The past few weeks have been so busy, I have not had the time to write my blog. But we have been cooking and dishing out interesting food. I will soon post some pictures.
On Friday afternoon, I was walking past Specialitys after lunch and they were giving out samples of pumpkin bread. It was delicious, a little too cinnamony for my liking, but tasty none the less. “I have a can of pumpkin puree sitting in the pantry”, I said to my friend who was walking with me, “Oooo… this is giving me ideas… and kindling my desire to bake. I have to try this on Saturday”. “Let me know if you try it out”, she said.

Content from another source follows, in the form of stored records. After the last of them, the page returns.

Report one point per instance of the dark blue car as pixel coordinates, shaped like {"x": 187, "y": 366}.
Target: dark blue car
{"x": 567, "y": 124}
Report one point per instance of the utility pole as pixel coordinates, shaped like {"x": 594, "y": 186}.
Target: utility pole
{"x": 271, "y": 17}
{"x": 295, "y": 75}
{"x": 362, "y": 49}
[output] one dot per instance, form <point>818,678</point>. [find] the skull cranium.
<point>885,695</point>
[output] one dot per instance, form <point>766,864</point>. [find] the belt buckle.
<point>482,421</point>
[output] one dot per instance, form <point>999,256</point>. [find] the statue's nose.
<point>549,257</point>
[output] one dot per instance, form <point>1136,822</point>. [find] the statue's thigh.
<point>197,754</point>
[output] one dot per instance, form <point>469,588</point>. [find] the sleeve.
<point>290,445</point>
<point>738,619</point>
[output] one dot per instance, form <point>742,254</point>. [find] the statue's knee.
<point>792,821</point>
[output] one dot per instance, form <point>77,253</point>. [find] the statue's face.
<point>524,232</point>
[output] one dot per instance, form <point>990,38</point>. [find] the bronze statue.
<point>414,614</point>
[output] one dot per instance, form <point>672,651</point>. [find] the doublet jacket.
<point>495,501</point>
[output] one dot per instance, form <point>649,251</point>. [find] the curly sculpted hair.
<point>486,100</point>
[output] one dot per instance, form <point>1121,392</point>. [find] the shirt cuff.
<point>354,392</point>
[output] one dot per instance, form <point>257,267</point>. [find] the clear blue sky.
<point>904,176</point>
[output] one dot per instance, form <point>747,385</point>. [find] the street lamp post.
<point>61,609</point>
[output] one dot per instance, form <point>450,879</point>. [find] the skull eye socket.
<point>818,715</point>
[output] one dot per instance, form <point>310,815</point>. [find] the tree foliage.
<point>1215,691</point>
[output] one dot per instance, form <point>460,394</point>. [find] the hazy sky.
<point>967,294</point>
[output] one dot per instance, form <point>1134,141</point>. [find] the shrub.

I woke up this morning, pulled out the ingredients and whipped up this nifty pumpkin bread. It was a delicious breakfast and everyone loved it. That’ why I thought of posting it here. It’s not too sweet though, so if you like your muffins sweet then just double the amount of sugar. Here’s the recipe for all of you to try…. Enjoy!!
Sugar – 1/2 cup
Vegetable oil – 1/2 cup
Eggs – 3
Canned pumpkin puree- 1 1/2 cups
Water – 1/2 cup
Whole wheat flour – 2 cups (or 1 cup all-purpose and 1 cup whole wheat)
Baking powder – 1 1/2 teaspoons
Baking soda – 1 teaspoon
Cinnamon – 1/2 teaspoon
Nutmeg – 1/2 teaspoon
Salt – a pinch
Raisins – 1 cup
Chopped walnuts – 1/2 cup
– Mix the sugar, oil, eggs, pumpkin and water together in a large bowl.
– Mix all dry ingredients together and add to mixture.
– Now add raisins and walnuts.
– Let the mixture stand for sometime (about 30 mins) at room temperature.
– Place in greased muffin tins and bake at 400° for 15 minutes. Stick a knife and check if the muffins are done, and then cool them on the cooling rack.